Tindakan awal Orde Baru yang membebaskan tokoh-tokoh Masyumi yang sebelumnya ditangkap pada era Soekarno makin memberikan harapan besar, bahwa rehabilitasi Masyumi sebagai partai politik yang sah akan segera dilaksanakan. Oleh karena itu, sebuah panitia yang diberi nama Badan Koordinasi Amal Muslimin didirikan untuk mewujudkan harapan itu.
Harapan tinggallah harapan. Masyumi pada akhirnya, tidak pernah hadir kembali di pentas perpolitikan tanah air. Ketakutan-ketakutan era Orde Lama yang dialamatkan kepada Masyumi, berupa ketidaksetiaan mereka terhadap Pancasila dan UUD 1945, terus ditanamkan oleh pemerintah Orde Baru. Bahkan, Angkatan Bersenjata Republik Indonesia menyamakan Masyumi sebagai ekstrim kanan, sebagaimana PKI adalah ekstrim kiri.[20] Tokoh-tokoh Masyumi pun tidak diberi keleluasaan untuk kembali terjun dalam politik praktis dan gerak-geriknya terkesan diawasi.[21]

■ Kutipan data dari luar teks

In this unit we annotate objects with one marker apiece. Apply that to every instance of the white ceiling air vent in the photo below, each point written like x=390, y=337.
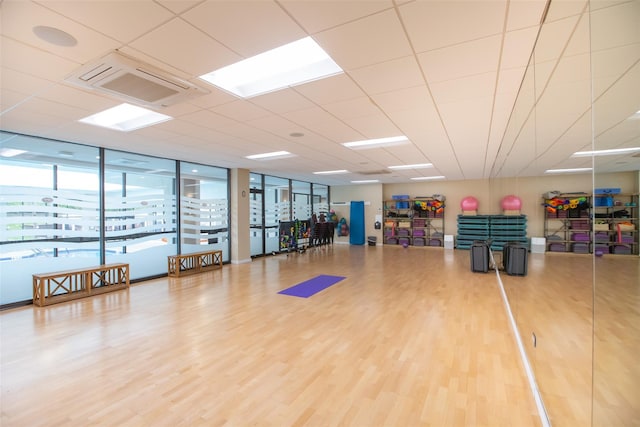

Parmusi akhirnya dibentuk pemerintah Orde Baru sebagai wadah aspirasi politik umat Islam dan bentuk jawaban pemerintah atas permohonan rehabilitasi Masyumi yang ditolak sebelumnya.[22] Parmusi pada akhirnya, tidaklah merepresentasikan keinginan umat, namun hanya sebagai tangan kanan Orde Baru guna melanggengkan kekuasaan. Parmusi diawasi sangat ketat oleh pemerintah dan ABRI, bahkan hingga urusan rumah tangga partainya sekalipun.
Kebijakan pengekangan politik Islam era Orde Baru mencapai puncaknya ketika diterbitkannya UU No. 3 Tahun 1973 yang berisi tentang penyederhanaan/penggabungan (fusi) sembilan partai politik menjadi dua kelompok partai, yaitu “spiritual-material” (PPP dan PDI) dan satu Golongan Karya (Golkar) pada Pemilu 1977.[23] Setelah itu, muncul aturan yang mencerabut gerakan Islam politik seakar-akarnya, yaitu penetapan UU No. 3 Tahun 1985 yang berisi tentang pemberlakuan asas tunggal Pancasila.[24] Hal ini dapat dimaknai sebagai bentuk deideologisasi yang dilakukan oleh Orde Baru terhadap gerakan-gerakan politik Islam. Pemerintah melihat pada masa itu, PPP (Partai Persatuan Pembangunan) sebagai partai berbasis Islam, masih menganut Pancasila dan Islam sebagai ideologi sekaligus asas yang dianutnya. Maka dari itu, hadirlah kebijakan guna menetapkan Pancasila sebagai ideologi tunggal yang wajib diterima oleh seluruh partai politik dan organisasi massa. Dan yang lebih penting adalah haram hukumnya untuk diduakan, seperti yang diterapkan PPP.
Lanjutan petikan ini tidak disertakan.